Dal portale Asianworld leggo dell’imminente uscita dell’ultimo thriller-poliziesco “made in hong kong” prodotto da Johnnie To per la Milkyway Image.

Trattasi di PUNISHED, diretto da Law Wing-Cheong (già regista di alcune commedie amare come 2 Become 1 e Hooked on you) e interpretato da Anthony Wong, Richie Jen e Janice Man.


Quando sento notizie come questa mi carico di grandi aspettative. Forse immotivate, certo, però generate da anni di passione verso un certo cinema, un certo modo di intendere l’action, una certa innata capacità di unire l’azione al melodramma, la concitazione alla poesia, la furia violenta all’introspezione psicologica. Questo cinema ha generato negli anni opere che hanno fatto la storia: dai polizieschi di John Woo (A better tomorrow, The Killer, Hard Boiled) a quelli di Kirk Wong (Rock’roll Cop, Organized Crime & Triad Bureau, Crime Story), da quelli di Patrick Yau (Expect the Unexpected, The Longest Nite) a quelli di Johnnie To (The Mission, A hero never dies, PTU, Exiled). E solo per citare i più noti.
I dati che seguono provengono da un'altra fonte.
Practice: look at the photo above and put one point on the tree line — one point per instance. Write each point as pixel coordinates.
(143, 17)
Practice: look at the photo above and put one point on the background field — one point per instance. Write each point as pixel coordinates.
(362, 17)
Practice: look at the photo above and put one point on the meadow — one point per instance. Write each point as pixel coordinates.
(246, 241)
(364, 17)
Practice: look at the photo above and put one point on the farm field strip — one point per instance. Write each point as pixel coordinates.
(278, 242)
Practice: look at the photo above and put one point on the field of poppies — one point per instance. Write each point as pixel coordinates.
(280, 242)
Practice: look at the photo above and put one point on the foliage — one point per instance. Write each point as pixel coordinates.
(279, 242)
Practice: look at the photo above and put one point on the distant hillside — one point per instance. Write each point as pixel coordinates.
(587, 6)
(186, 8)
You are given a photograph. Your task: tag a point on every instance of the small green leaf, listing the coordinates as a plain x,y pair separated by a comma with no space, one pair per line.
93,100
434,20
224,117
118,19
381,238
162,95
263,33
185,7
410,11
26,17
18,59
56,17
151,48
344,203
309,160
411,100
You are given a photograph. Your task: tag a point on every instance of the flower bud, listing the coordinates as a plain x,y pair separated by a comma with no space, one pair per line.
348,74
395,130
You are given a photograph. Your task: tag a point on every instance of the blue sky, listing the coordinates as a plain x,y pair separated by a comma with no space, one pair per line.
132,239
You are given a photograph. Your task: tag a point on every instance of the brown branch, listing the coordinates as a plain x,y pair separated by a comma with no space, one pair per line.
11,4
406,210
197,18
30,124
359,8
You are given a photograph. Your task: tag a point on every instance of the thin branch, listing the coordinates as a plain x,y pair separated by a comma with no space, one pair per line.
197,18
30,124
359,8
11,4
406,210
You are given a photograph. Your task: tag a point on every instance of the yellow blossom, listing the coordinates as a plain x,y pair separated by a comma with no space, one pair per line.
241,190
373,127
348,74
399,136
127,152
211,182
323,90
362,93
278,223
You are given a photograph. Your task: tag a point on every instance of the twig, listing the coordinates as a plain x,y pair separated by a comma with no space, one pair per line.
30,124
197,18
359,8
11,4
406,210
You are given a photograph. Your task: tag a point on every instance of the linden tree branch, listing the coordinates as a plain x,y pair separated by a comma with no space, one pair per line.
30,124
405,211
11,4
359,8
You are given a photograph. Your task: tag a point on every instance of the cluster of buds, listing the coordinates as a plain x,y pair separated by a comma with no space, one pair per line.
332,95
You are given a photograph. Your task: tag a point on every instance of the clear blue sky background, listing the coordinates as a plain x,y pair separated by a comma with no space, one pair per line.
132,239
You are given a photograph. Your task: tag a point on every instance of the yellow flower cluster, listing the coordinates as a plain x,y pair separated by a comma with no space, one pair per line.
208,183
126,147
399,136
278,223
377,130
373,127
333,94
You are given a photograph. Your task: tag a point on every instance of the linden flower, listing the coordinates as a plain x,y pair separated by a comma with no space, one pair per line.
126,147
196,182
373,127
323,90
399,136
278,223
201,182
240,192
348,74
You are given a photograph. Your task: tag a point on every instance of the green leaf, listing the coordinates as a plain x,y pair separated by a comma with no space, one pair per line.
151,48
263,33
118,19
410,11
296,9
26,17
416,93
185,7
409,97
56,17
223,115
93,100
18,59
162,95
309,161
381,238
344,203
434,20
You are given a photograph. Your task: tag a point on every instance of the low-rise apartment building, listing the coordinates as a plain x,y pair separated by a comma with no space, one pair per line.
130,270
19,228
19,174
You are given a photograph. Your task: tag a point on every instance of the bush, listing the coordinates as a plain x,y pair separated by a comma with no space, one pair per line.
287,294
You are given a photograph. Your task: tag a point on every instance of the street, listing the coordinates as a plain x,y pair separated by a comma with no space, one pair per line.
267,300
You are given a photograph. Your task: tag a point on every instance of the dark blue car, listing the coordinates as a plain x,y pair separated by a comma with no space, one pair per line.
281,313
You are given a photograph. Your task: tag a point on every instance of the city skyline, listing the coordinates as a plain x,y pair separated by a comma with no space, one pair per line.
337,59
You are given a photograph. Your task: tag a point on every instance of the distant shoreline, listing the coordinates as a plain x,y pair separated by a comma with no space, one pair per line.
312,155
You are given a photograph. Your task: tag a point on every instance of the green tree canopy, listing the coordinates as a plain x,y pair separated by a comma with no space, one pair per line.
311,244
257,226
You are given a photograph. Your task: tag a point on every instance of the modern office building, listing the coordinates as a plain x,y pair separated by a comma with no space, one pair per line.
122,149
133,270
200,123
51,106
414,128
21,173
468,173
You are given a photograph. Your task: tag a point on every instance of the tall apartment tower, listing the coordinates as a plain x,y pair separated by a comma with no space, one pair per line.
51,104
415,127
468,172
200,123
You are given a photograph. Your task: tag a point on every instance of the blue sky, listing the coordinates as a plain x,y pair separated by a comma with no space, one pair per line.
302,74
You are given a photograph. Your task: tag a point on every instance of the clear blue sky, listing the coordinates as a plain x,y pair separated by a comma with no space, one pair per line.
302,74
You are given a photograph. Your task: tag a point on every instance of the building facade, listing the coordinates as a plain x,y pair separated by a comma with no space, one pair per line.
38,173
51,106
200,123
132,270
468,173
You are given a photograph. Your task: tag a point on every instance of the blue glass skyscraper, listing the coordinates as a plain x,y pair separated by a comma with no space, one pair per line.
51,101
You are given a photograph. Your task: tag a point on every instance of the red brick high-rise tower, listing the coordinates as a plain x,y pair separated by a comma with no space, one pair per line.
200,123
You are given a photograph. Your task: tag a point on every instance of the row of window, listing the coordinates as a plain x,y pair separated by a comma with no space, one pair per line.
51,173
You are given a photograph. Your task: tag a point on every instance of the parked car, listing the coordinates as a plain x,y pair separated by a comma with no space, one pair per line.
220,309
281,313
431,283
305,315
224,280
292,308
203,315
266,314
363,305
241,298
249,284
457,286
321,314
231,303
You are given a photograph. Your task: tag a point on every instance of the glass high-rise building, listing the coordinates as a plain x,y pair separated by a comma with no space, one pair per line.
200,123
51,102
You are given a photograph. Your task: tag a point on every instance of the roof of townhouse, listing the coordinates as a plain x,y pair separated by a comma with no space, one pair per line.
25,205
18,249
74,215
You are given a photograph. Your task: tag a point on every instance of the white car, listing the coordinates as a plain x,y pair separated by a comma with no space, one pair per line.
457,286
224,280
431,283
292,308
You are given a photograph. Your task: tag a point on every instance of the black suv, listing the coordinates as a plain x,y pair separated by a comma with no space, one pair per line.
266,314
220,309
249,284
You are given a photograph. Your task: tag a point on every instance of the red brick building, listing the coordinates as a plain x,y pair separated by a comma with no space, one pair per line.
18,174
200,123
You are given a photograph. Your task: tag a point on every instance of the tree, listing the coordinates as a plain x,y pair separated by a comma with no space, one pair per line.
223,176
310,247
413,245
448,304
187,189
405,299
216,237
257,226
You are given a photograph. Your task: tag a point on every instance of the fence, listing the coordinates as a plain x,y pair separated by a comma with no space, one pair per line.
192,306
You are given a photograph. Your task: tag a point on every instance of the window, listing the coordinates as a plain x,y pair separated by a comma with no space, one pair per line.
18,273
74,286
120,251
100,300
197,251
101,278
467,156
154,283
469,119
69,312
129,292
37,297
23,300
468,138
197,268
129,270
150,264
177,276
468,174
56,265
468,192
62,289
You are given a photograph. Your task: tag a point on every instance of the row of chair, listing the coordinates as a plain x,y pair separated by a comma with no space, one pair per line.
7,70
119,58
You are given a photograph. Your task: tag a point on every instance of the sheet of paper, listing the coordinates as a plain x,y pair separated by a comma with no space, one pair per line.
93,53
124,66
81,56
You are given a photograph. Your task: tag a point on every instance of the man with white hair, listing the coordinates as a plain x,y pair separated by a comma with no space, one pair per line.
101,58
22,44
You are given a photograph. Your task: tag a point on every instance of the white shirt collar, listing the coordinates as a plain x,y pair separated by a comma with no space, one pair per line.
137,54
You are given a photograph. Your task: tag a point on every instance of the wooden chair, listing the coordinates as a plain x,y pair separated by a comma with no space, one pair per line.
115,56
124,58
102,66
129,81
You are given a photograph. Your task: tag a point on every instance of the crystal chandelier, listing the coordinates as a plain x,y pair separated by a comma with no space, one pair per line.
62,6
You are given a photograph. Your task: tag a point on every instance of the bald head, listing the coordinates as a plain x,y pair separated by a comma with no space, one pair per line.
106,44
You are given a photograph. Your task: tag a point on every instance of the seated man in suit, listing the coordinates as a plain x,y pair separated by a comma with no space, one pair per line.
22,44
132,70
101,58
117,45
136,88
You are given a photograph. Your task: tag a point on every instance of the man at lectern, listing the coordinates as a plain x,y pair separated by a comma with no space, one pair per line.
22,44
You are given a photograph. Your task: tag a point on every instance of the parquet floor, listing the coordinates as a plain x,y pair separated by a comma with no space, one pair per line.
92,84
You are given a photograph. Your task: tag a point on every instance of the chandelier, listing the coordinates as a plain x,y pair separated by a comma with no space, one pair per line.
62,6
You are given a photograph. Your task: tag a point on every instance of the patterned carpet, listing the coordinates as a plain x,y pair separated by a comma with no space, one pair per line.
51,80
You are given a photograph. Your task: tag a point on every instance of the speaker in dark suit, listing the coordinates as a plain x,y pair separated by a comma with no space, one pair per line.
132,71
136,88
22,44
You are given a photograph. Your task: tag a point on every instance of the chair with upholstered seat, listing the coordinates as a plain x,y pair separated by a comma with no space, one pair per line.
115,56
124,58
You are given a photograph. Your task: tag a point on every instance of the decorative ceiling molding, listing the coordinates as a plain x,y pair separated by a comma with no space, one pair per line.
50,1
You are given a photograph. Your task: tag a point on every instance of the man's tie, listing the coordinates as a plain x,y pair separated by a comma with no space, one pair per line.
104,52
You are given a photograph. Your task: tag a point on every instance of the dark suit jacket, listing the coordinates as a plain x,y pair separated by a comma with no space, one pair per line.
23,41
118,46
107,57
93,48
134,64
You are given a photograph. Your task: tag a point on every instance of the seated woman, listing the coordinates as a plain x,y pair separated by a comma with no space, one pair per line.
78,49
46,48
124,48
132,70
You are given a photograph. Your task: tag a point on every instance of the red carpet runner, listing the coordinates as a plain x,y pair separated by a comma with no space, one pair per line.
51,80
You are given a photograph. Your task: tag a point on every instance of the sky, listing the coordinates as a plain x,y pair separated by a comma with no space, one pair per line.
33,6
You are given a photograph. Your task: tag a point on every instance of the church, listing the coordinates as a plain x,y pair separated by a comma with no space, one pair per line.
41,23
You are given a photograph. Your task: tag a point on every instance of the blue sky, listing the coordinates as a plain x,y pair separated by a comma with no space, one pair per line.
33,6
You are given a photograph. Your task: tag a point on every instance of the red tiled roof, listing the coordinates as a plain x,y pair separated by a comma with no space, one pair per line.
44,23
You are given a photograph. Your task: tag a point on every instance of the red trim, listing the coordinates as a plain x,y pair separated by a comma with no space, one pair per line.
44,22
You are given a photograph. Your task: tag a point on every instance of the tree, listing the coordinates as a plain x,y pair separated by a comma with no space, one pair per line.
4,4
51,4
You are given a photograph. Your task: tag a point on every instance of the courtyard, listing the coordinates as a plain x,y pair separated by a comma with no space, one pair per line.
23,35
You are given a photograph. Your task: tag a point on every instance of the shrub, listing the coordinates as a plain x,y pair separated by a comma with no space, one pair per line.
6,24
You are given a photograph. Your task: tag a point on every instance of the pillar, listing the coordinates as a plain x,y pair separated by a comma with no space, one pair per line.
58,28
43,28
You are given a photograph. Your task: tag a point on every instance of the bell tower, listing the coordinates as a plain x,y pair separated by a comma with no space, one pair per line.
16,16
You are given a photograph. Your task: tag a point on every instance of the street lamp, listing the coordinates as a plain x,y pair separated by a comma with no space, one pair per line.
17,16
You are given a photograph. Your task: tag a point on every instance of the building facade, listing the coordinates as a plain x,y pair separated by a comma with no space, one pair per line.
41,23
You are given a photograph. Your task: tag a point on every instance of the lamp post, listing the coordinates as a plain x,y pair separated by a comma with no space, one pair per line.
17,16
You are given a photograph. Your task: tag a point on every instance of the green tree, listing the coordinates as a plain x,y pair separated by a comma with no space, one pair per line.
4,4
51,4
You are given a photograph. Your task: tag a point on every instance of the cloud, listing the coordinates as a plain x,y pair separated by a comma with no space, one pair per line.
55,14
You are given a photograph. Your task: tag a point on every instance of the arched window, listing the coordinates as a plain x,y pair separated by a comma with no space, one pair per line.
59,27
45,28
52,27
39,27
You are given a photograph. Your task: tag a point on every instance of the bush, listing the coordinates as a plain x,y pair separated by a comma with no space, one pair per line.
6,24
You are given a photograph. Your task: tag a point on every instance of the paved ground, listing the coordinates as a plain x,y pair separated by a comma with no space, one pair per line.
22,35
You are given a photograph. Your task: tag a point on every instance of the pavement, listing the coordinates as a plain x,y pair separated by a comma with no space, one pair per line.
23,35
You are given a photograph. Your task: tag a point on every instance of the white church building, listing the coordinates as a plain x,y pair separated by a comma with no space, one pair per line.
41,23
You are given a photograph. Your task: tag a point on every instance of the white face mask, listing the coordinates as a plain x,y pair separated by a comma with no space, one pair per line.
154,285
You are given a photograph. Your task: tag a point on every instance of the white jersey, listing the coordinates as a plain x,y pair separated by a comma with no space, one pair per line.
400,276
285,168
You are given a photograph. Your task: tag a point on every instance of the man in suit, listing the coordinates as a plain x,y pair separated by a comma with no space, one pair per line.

Con la depressione creativa di Hong Kong degli ultimi anni, bisogna quindi salutare con gioia & giubilo l’arrivo di un’opera che (almeno sulla carta) sembra funzionare egregiamente. Non fosse altro per il ruolo di protagonista assoluto dato ad Anthony Wong. Una delle facce più caratteristiche e versatili del cinema tout-court, capace di valorizzare un film anche solo con una comparsata.

In uscita nelle sale hongkonghesi dai primi di maggio (ma l’anteprima mondiale avverrà il 4 aprile, all’interno dell’ Hong Kong International Film Festival), Punished racconta l’epopea drammaticamente violenta di un potente ed arrogante uomo d’affari a cui un giorno viene rapita la figlia. Si ritroverà in un vortice molto più grande di lui e in balia degli eventi, in un’escalation sempre più tragica e disperata. Ad aiutarlo, la sua guardia del corpo (interpretata da Richie Jen).